A Man Passes By’

Human Poems

César Vallejo

(Perú 1892/Paris 1938)



A man passes by with a loaf of bread on his shoulder.

Will I write, afterwards, of my double?


Another sits, scratches, extracts a flea from his armpit, kills it.

Of what value is a discussion of psychoanalysis?


Another has pierced my chest with a stick in his hand.

To speak later of Socrates to my doctor?


A cripple passes, lending his arm to a child.

Will I, afterwards, read André Breton?


Another shivers with cold, coughs, spits blood.

Will there ever be room enough to allude to the depth of the I?


Another searches in the mire for bones, peelings.

How to write, afterwards, of the Infinite?


A mason falls from a roof, dies, and eats no more lunch.

To innovate, later, the analogue, the metaphor?


A shopkeeper cheats a customer of a gram's weight.

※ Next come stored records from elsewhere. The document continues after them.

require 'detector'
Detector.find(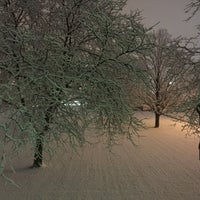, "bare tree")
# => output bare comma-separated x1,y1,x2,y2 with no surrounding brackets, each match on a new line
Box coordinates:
0,0,149,173
136,30,192,128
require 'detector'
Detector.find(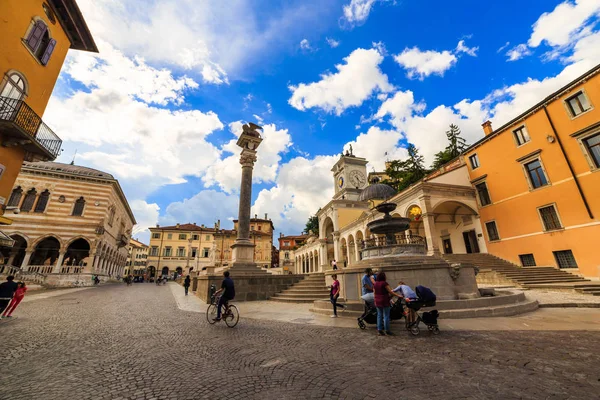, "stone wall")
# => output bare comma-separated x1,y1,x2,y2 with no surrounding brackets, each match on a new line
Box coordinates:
196,275,304,303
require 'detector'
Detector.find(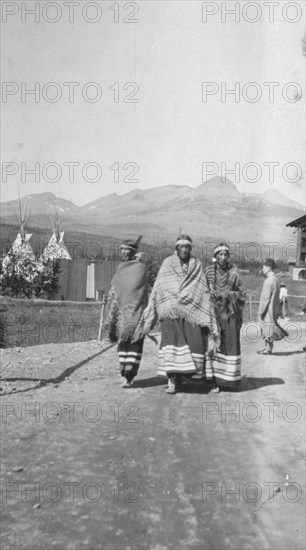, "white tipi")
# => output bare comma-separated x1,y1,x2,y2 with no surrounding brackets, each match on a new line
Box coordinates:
41,210,72,260
4,198,35,261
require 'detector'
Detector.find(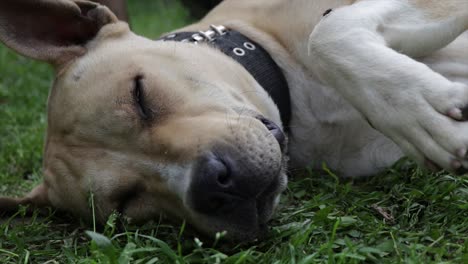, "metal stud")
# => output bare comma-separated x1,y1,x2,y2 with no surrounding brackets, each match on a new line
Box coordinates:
233,48,245,57
244,42,256,50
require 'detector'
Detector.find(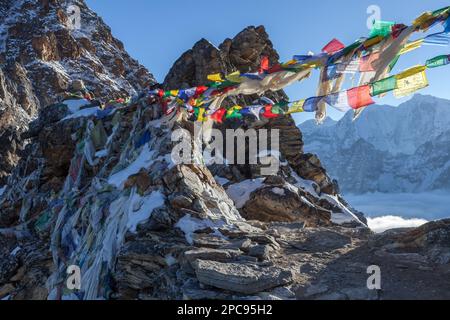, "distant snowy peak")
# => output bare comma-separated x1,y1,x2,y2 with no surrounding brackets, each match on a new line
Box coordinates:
299,95,450,194
299,95,450,155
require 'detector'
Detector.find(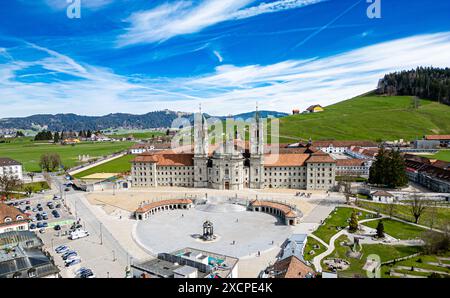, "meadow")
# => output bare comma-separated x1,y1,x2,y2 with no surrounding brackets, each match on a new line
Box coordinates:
0,138,133,172
280,95,450,142
74,154,136,178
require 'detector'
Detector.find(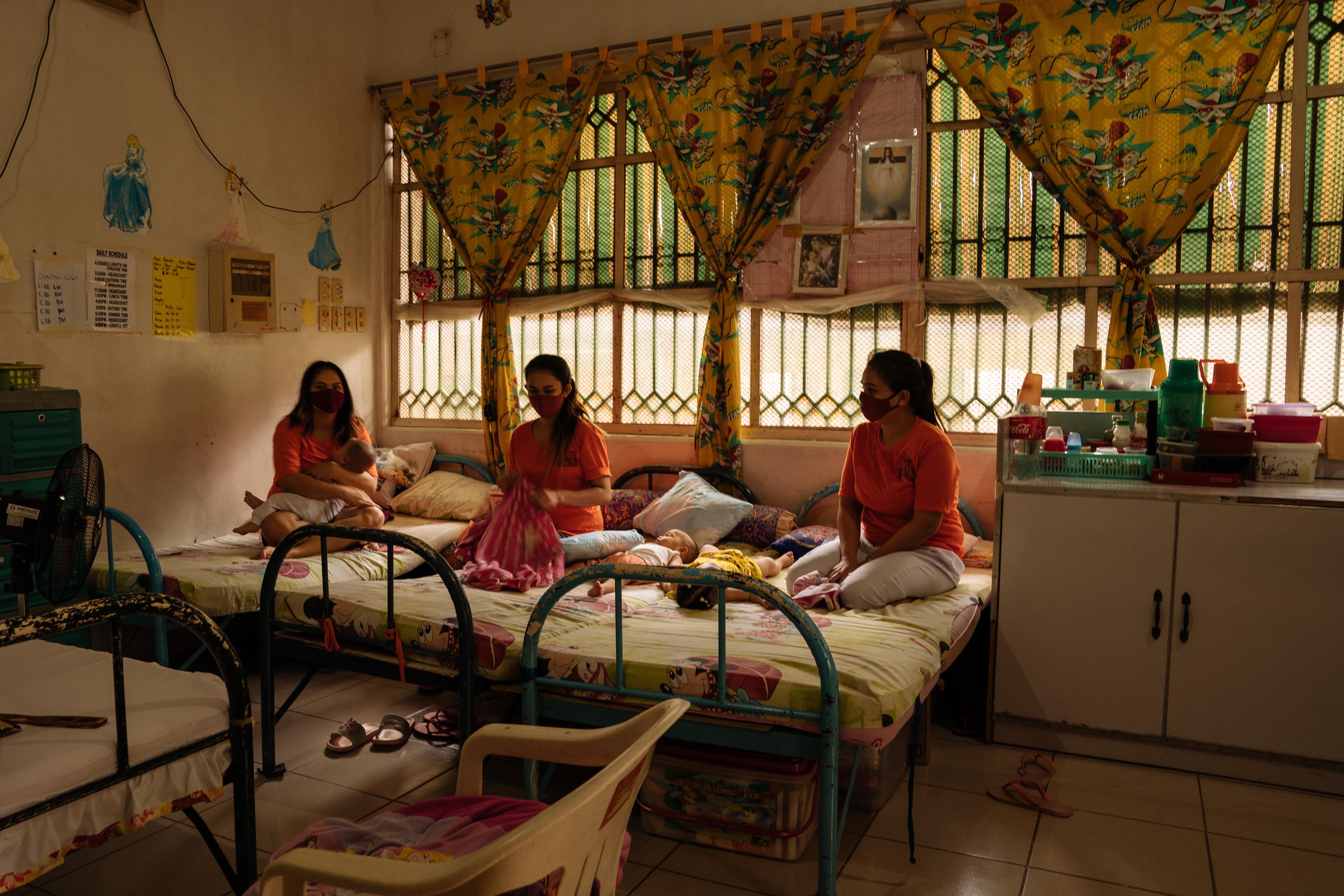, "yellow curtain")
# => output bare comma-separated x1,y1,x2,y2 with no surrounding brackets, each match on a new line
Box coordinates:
919,0,1302,383
383,66,601,473
620,14,891,472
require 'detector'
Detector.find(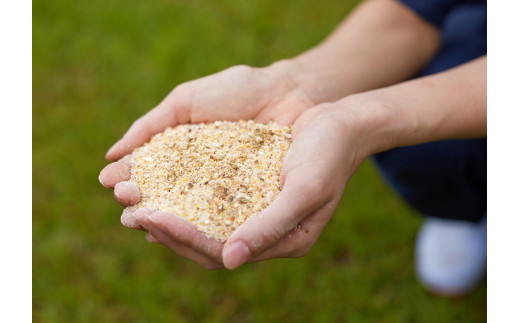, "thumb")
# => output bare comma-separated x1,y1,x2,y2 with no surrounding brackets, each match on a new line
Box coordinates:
222,174,327,269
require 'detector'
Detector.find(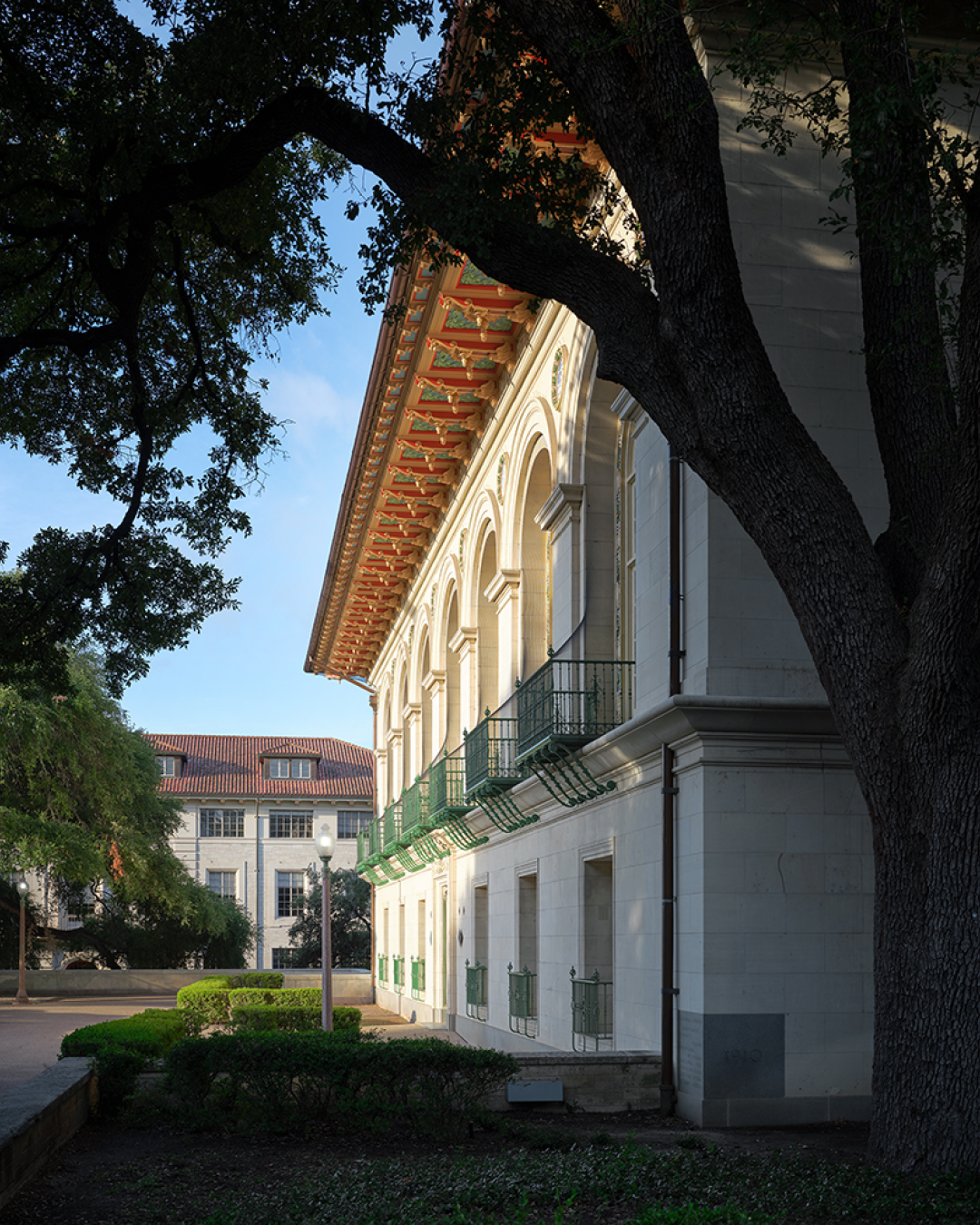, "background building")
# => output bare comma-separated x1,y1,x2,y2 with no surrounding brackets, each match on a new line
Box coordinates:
147,735,374,969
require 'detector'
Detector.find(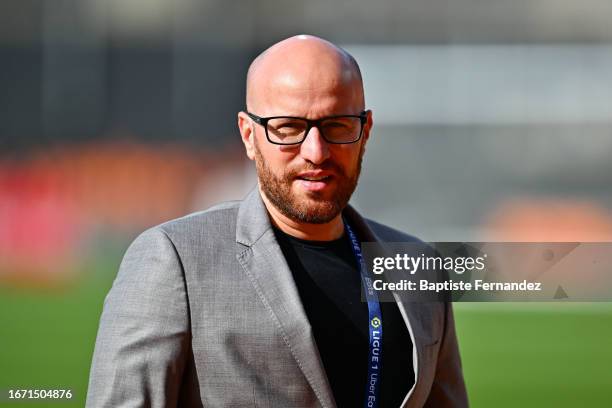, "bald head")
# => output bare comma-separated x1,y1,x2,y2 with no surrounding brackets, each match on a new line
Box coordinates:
246,35,365,116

To speak, afterwards, of the fourth dimension?


A banker falsifies his balance.

With what effrontery to weep in the theatre?


A paria sleeps with his foot twisted against his back.

To speak, afterwards, to no one of Picasso?


Someone goes sobbing in a funeral procession.

How subsequently to enter the Academy?


Someone cleans a rifle in his kitchen.

Of what value is speaking of the Transcendental?


Someone passes by, counting on his fingers.

How to speak of the not-I without shouting?